楽天は17年7月に4年総額約280億円で、スペインの名門FCバルセロナのパートナー契約を結んでいる。バルセロナは世界中にファンがおり、イニエスタやビジャはバルセロナでプレーしていた。楽天がバルセロナにここまでお金をかけたのは、やはりバルセロナの世界的な人気を見込んでのこと。当時の会見で三木谷社長は「スペシャルなクラブとのパートナシーップを結ぶことができたことで、楽天ブランド自体の意味が変わってくると思う。様々な形で人々に使っていただけるサービスを開発していくことで、経済的にも十分投資回収ができると思っています」と話していた。



 もともと三木谷社長はサッカー好きで知られている。2004年に個人としてV神戸を買収して運営していた。当初は単なる道楽と見られていた。14年12月に、楽天がV神戸の運営会社の株式を全て取得して子会社化。そこから徐々に、V神戸を楽天が世界に打ってでるためのビジネスツールとして活用し始めている。ポドルスキー、イニエスタ、ビジャといった世界的な人気選手を獲得することで、V神戸というチーム名だけでなく「Rakuten」の名を世界へ知らしめた。

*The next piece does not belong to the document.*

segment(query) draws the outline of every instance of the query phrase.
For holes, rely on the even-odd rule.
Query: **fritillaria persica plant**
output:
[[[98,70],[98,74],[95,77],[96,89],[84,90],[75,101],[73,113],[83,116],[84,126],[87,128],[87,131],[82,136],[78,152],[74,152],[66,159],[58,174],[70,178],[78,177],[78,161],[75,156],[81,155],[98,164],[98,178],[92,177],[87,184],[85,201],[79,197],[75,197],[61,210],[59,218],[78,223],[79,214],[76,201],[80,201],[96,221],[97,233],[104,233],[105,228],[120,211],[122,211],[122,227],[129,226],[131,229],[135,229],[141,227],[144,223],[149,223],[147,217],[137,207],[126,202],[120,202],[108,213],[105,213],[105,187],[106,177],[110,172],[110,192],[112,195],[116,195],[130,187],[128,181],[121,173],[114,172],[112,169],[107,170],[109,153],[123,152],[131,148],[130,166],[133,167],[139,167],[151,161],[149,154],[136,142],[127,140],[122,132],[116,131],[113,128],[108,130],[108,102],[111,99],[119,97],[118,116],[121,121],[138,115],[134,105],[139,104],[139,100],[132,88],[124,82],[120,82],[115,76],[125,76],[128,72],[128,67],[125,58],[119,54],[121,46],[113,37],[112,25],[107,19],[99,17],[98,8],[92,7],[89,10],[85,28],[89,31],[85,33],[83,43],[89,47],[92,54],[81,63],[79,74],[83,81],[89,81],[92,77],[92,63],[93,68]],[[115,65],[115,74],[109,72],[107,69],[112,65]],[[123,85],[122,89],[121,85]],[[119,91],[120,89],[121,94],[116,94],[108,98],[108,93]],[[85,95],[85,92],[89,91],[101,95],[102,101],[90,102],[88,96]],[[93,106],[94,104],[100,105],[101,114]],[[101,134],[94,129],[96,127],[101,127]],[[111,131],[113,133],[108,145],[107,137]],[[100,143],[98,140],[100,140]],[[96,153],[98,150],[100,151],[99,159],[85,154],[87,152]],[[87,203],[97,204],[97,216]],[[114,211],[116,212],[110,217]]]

 海外事業の視線の先は、サッカーが盛んで楽天が事業を展開するヨーロッパやブラジルだけではない。酒井さんは、三木谷社長の狙いをこう見る。

「楽天が、ビジャの獲得などで本当に訴求したいのは米国市場ではないでしょうか。なんとかアマゾンの牙城を崩したいという思いがあるのでは。ビジャがV神戸に移籍する前のチームもニューヨークのチームです。現地で報道されることで、V神戸だけでなく楽天の名前も波及されていきます」

 確かに、楽天は昨秋、サッカーだけでなく、米プロバスケリーグNBAとパートナーシップ契約を締結したり、NBA昨季王者ウォリアーズとも契約している。金額こそ非公表だが莫大な金額がかかっているのは間違いない。米国市場に狙いを定めているからこそだろう。